Only one creator of crop circles has been prosecuted in Britain for vandalism, in November 2000, after he sent a photo of himself making a pattern to a "ufologist" to prove that it had not been made by aliens; the photo was passed on to police.
Andrews, co-author of Delgado's books on crop circles, said he has also been tempted to give police details of people like Irving, who he believes have cruelly deceived the public and investigators like himself.
Andrews, 76, claims to have invented the term "crop circles" after first viewing one in July 1983 and admits he has since made a good living from the phenomenon, having sold hundreds of thousands of books and travelled the world, giving up to three paid lectures or public appearances a week.
He said his invitations to speak "tailed off straight away" after the confessions by Bower and Chorley, but he continues to monitor crop circles and insists he is "more convinced than ever" that there are nonhuman causes.
"Where is the proof that all of them are man-made?" said Andrews, quickly adding that even if they are all man-made, he believes the people making the circles have unwittingly "been prompted by an independent nonhuman mind".
Having suggested in the 1980s that the circles were created by fluctuations in the Earth's natural magnetic forces, Andrews now believes that a God or "high level of nature" is sending us a signal (that the planet is heading for chaos).
"The mystery is still out there," said Andrews, who now lives in Guilford, Connecticut.

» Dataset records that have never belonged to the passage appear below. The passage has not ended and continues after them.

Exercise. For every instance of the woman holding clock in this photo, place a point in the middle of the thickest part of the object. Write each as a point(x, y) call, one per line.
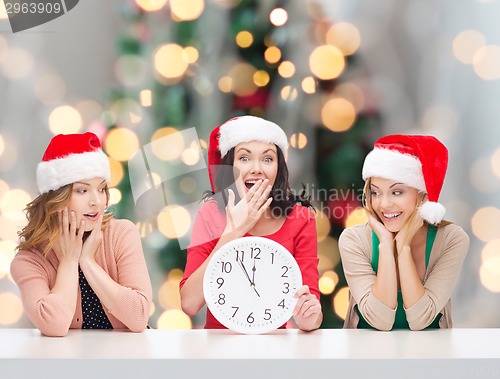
point(402, 266)
point(251, 196)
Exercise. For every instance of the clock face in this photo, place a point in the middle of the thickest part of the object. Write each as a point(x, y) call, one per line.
point(250, 283)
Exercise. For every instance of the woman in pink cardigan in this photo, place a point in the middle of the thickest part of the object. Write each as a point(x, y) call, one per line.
point(77, 267)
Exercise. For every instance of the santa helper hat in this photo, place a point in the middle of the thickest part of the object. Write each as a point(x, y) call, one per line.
point(238, 130)
point(414, 160)
point(70, 158)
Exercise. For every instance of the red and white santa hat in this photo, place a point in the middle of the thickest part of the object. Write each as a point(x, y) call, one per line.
point(70, 158)
point(237, 130)
point(414, 160)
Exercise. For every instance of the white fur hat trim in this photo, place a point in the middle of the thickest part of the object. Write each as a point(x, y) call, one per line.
point(250, 128)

Jeffrey Wilson, a founder of the Independent Crop Circle Researchers' Association in the United States, noted with some skepticism that there is no scientific evidence for Andrews' theory of "divine inspiration", but said his own view is that about one in five crop circles are not made by humans.
A former science teacher who now works as a data analyst in the retail sector in southern Ohio, Wilson, 52, insists that circles of nonhuman origin can be distinguished by things such as higher radiation levels and physical changes in plants.
He said his group has about 40 volunteers ready to investigate circles, but a drop off in US sightings since peaks in 1996 and 2003-04 means "we have not been able to go into a field to investigate a circle since September 2012, in Chillicothe, Ohio".
"We still just don't have enough information for a valid hypothesis, so anyone who tells you they know how circles are being made is lying to you," Wilson said.
Stephan Lewandowsky, a professor of psychology at the University of Bristol in Britain, said Andrews' theory that a hidden hand is prompting people to make circles is an example of how "conspiratorial cognition and conspiracy theories are self-sealing".
"If you puncture a hole in a theory with new evidence, like proof that people are making crop circles, it will seal itself by incorporating the new evidence or flipping it on its head," Lewandowsky said.
"And," he continued, "if you point out that there is no evidence for a theory, they will say, 'Exactly! That shows how hard the deep state is working to cover it up,' or the lack of alien sightings just proves how advanced the aliens are because they are invisible."
Lewandowsky noted that this kind of thinking long predates social media. "What is going on is that some people feel they have lost control, and instead of admitting that we live in a world we can't control they take comfort from believing that there is agency involved and someone who can be blamed, whether it is mass shootings being faked by actors, or 5G causing Covid or whatever," he said.
The difference now, Lewandowsky said, "is that while it took years for people to pay attention to crop circles and for the idea to spread, the internet sends ideas around the world within days".